Actually, that's the easy part. For example, right now my test map file is:
HAppS http://happs.org *.*.HaXml http://www.cs.york.ac.uk/fp/darcs/HaXml/src
So, any module that starts with HAppS can be found at HAppS.org. And any module with HaXml at the third level of hierarchy can be found in the York HaXml darcs repository. e.g. it does this sort of transformation:
HAppS.ACID -> http://happs.org/HAppS/Acid.(hs|lhs) Text.XML.HaXml.Escape -> http://www.cs.york.ac.uk/fp/darcs/HaXml/src/Text/XML/HaXml/Escape.(hs|lhs)

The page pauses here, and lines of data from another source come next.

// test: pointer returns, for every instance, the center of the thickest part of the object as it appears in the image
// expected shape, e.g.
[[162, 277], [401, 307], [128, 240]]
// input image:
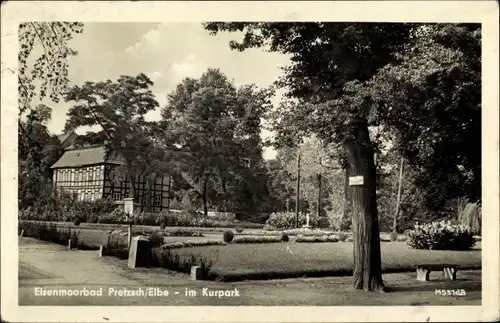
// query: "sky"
[[167, 53]]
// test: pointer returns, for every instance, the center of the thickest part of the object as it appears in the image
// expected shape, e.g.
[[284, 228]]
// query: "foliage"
[[469, 214], [38, 150], [329, 238], [218, 125], [307, 232], [44, 55], [429, 98], [118, 108], [440, 235], [181, 232], [228, 236], [115, 248], [192, 243], [283, 220], [156, 239], [166, 258], [49, 232], [256, 239]]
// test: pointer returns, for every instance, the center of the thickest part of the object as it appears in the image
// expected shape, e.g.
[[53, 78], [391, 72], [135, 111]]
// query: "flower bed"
[[330, 238], [256, 239], [192, 243], [442, 235]]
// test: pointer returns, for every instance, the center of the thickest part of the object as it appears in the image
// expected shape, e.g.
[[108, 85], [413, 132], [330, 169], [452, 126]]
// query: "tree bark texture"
[[319, 195], [205, 188], [398, 199], [365, 226]]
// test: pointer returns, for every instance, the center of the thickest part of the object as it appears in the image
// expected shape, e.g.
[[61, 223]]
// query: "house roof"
[[84, 156]]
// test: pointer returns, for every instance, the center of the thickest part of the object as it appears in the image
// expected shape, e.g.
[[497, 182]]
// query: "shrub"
[[307, 232], [256, 239], [168, 259], [192, 243], [181, 232], [156, 239], [440, 235], [228, 236], [317, 239], [50, 233], [323, 222], [286, 220], [116, 249]]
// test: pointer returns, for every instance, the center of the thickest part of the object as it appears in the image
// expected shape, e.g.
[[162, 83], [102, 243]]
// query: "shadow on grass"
[[234, 277]]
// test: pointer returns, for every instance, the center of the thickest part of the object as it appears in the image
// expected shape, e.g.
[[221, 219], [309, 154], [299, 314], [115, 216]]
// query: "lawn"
[[287, 260]]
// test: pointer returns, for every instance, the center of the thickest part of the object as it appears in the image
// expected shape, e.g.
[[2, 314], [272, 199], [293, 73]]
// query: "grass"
[[287, 260]]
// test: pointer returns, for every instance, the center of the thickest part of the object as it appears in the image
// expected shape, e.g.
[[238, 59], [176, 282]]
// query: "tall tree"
[[38, 150], [118, 109], [325, 57], [431, 99], [219, 125], [44, 53]]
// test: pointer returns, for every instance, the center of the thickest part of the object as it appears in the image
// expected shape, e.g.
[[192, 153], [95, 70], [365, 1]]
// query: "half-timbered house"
[[88, 174]]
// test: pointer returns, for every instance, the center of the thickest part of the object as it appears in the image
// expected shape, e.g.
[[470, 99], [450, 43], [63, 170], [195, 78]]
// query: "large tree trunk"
[[319, 195], [205, 188], [398, 198], [366, 245]]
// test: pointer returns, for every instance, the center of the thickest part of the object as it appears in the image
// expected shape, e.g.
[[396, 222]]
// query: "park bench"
[[450, 271]]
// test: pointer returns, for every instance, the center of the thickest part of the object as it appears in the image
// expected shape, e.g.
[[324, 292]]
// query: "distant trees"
[[37, 150], [118, 109], [219, 126], [421, 82]]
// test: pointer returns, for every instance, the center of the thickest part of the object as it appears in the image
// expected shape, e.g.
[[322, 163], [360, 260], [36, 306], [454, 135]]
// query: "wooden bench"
[[424, 271]]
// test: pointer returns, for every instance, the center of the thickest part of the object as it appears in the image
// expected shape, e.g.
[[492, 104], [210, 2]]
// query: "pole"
[[319, 195], [297, 200], [398, 199]]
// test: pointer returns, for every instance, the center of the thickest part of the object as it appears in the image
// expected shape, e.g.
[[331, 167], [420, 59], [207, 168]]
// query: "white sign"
[[356, 180], [128, 206]]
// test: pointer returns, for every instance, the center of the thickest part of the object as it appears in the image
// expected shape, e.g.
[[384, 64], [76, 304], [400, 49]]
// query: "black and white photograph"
[[224, 162]]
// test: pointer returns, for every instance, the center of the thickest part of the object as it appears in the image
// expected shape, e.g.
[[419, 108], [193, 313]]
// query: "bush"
[[228, 236], [307, 232], [156, 239], [168, 259], [256, 239], [440, 235], [50, 233], [116, 249], [323, 222], [317, 239], [286, 220], [192, 243], [181, 232]]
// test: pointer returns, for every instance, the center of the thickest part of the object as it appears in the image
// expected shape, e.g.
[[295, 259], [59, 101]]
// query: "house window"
[[117, 196], [157, 199]]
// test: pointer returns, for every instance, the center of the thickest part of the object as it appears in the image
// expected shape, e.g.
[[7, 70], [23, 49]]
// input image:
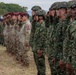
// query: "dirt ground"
[[9, 66]]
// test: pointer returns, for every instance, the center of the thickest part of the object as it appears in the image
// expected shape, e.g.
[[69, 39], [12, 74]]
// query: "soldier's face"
[[33, 13], [19, 17], [62, 12], [52, 12], [36, 17], [24, 18], [14, 17], [74, 10], [57, 12], [40, 19]]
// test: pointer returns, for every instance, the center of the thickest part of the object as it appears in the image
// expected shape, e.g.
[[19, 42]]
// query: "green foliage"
[[4, 8]]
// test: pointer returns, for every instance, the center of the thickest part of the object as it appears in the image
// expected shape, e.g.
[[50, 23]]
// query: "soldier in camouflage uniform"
[[50, 38], [1, 33], [34, 22], [69, 50], [33, 27], [24, 38], [59, 38], [19, 49], [39, 43]]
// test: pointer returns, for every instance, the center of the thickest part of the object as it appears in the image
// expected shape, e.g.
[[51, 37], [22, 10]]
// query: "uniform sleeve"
[[28, 31]]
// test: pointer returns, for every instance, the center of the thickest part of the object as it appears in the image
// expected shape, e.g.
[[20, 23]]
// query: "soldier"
[[59, 38], [50, 38], [33, 29], [24, 38], [1, 32], [19, 49], [69, 50], [34, 22], [39, 43]]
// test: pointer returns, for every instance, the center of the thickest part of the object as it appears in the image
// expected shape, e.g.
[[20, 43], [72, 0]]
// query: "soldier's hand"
[[27, 44], [62, 64], [69, 67], [40, 52], [54, 61]]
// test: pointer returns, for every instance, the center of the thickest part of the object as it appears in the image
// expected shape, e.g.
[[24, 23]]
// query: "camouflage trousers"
[[54, 63], [40, 63], [22, 54]]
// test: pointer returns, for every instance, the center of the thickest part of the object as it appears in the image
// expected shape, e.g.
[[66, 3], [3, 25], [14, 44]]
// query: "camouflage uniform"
[[24, 39], [69, 46], [1, 34], [39, 44], [50, 41]]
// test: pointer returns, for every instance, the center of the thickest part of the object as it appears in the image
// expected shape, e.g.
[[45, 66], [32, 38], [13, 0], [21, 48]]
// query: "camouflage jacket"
[[59, 37], [33, 29], [40, 37], [69, 50]]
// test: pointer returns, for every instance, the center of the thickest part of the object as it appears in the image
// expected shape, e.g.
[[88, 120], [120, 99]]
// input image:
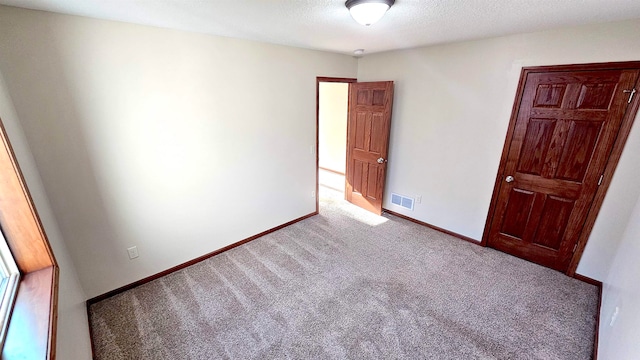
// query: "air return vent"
[[403, 201]]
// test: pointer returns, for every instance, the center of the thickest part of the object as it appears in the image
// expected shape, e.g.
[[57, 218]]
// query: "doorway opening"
[[332, 115]]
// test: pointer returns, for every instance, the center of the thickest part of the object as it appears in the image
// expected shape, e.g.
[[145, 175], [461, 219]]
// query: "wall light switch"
[[133, 252]]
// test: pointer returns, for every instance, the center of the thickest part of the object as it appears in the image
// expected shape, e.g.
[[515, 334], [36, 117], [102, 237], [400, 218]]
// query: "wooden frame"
[[32, 327], [612, 162], [320, 79]]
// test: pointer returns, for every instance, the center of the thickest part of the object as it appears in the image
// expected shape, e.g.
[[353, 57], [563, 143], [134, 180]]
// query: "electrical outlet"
[[614, 316], [133, 252]]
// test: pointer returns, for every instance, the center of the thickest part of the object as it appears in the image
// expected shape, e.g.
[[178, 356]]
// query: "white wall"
[[450, 117], [73, 331], [178, 143], [622, 290], [332, 129]]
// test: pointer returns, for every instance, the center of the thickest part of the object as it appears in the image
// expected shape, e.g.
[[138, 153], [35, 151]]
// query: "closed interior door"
[[368, 129], [566, 124]]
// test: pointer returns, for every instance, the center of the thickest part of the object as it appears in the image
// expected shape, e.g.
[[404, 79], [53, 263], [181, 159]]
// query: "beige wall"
[[622, 290], [332, 132], [451, 112], [178, 143], [182, 143], [73, 332]]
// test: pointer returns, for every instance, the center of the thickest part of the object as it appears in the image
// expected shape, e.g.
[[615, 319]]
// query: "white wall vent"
[[403, 201]]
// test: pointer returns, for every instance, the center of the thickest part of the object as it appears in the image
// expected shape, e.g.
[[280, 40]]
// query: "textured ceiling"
[[327, 25]]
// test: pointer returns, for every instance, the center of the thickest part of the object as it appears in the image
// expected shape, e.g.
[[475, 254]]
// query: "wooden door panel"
[[553, 221], [519, 208], [596, 96], [563, 133], [549, 95], [367, 141], [360, 137], [536, 145], [577, 153]]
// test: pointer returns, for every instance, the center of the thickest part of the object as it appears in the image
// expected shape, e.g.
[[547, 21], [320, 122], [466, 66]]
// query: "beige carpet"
[[347, 284]]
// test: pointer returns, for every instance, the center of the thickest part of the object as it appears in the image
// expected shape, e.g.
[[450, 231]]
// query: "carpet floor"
[[347, 284]]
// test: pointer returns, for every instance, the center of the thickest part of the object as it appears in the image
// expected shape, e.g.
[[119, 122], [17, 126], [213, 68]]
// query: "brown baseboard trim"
[[329, 170], [461, 237], [597, 283], [191, 262]]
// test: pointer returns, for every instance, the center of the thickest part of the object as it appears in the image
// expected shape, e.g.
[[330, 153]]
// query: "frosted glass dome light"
[[367, 12]]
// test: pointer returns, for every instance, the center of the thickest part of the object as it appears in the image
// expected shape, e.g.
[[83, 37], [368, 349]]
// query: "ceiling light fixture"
[[367, 12]]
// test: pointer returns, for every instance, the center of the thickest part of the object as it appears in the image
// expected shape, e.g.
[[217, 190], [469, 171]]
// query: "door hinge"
[[631, 93]]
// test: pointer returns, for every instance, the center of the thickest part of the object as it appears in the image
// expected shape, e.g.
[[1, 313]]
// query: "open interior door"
[[368, 129]]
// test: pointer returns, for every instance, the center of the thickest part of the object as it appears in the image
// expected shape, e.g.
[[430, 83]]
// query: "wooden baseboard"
[[191, 262], [597, 283], [461, 237]]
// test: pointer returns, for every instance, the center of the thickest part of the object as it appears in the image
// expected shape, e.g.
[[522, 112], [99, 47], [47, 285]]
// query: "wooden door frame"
[[320, 79], [612, 162]]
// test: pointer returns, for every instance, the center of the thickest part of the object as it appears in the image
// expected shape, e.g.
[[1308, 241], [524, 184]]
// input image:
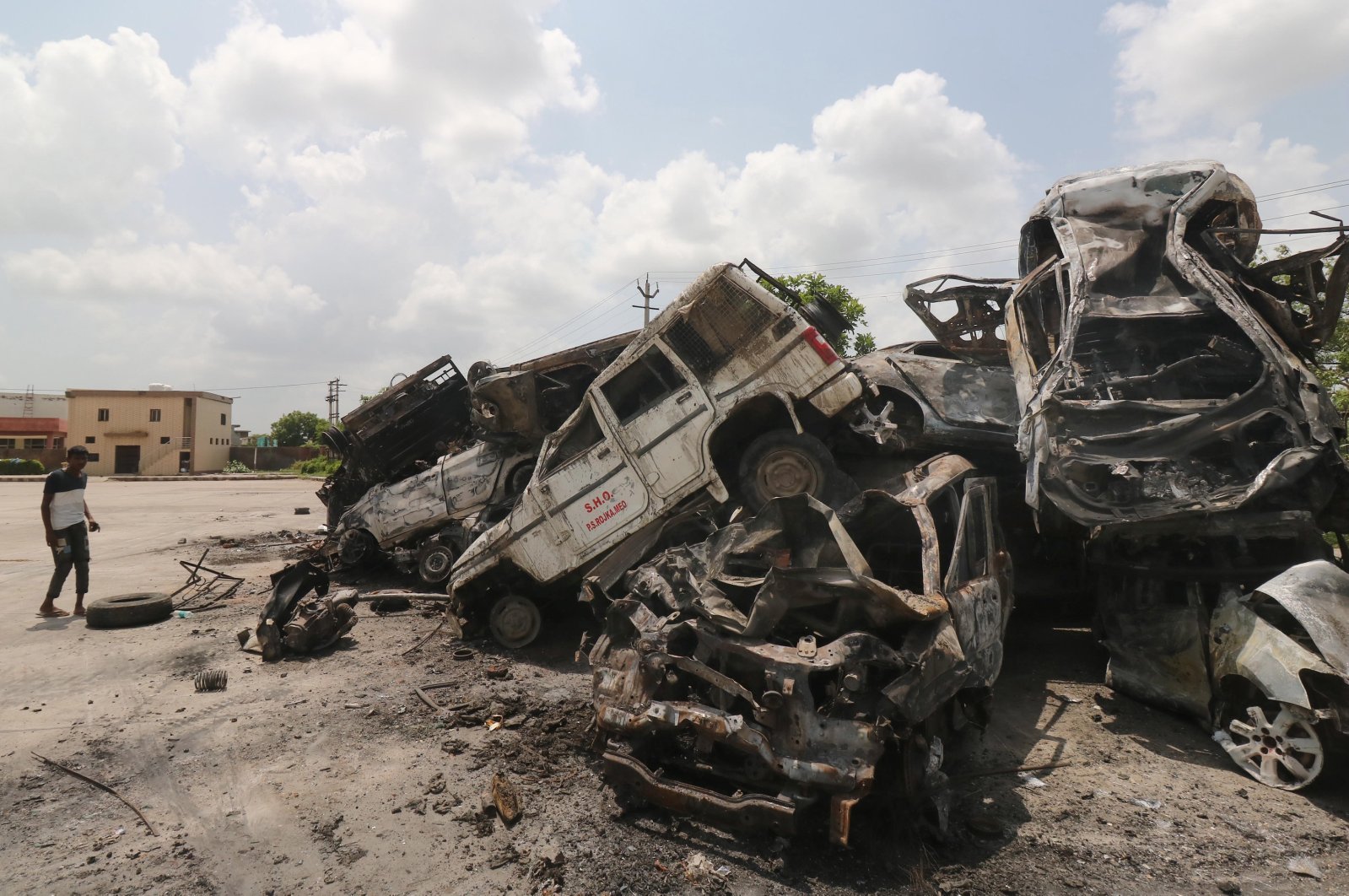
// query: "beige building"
[[155, 432]]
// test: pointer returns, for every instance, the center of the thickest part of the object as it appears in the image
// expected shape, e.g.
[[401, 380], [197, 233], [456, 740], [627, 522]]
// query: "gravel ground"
[[326, 772]]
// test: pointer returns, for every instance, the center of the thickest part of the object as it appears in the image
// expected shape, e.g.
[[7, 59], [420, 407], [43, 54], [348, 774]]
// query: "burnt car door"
[[660, 414], [979, 582], [587, 490]]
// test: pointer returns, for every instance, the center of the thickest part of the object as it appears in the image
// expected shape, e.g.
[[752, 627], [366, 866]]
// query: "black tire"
[[434, 562], [515, 621], [783, 463], [124, 610], [520, 478]]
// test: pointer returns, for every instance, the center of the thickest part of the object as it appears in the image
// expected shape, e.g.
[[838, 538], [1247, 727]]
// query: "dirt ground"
[[328, 775]]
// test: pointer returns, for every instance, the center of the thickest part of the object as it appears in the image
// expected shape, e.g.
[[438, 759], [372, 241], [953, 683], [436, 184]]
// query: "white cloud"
[[1218, 62], [204, 276], [373, 198], [90, 128], [463, 78], [892, 166]]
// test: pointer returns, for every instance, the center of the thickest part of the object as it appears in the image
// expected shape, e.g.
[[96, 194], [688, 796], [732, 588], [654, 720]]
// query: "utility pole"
[[648, 294], [335, 387]]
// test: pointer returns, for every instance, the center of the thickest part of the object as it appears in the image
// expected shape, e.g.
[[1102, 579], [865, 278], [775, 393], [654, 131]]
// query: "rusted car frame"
[[774, 667], [1153, 369]]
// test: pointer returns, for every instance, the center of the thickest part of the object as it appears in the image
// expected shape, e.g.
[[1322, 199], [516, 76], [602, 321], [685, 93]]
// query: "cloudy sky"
[[258, 197]]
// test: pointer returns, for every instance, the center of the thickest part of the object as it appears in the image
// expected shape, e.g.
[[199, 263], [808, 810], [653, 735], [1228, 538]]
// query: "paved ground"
[[326, 774]]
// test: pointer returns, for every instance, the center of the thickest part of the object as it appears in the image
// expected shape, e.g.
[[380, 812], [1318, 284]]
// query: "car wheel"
[[1282, 752], [124, 610], [434, 562], [515, 621], [783, 463]]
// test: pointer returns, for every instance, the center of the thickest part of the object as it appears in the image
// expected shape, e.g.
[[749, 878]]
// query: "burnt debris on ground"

Once if finds a module, SearchPath downloads it, put it a directory for that map file, and add that directory to the module search path.
However, right now it only knows how to find modules in directories. It would be nice if the URL could point to a Package file rather than a base directory and SearchPath knew how to detect whether it is already installed, install it if not, and import chase all its modules.
Well, the 'hackage' way to do this is to do the reverse lookup I mentioned, download the package, and add the -package flag while you're building, rather than downloading individual modules. It'll look the same from the end-user's perspectivce, though.
It would be even nicer if the URL could point to Cabal files and SearchPath knew from the Cabal files what else it needed to download to build the package so that the package author can use the URL of a cabal file in a repository and doesn't need to bother dealing with producing tarballs for each version.
I don't understand. If you use hackage to get from module names to packages and / or .cabal files, then what else do you need?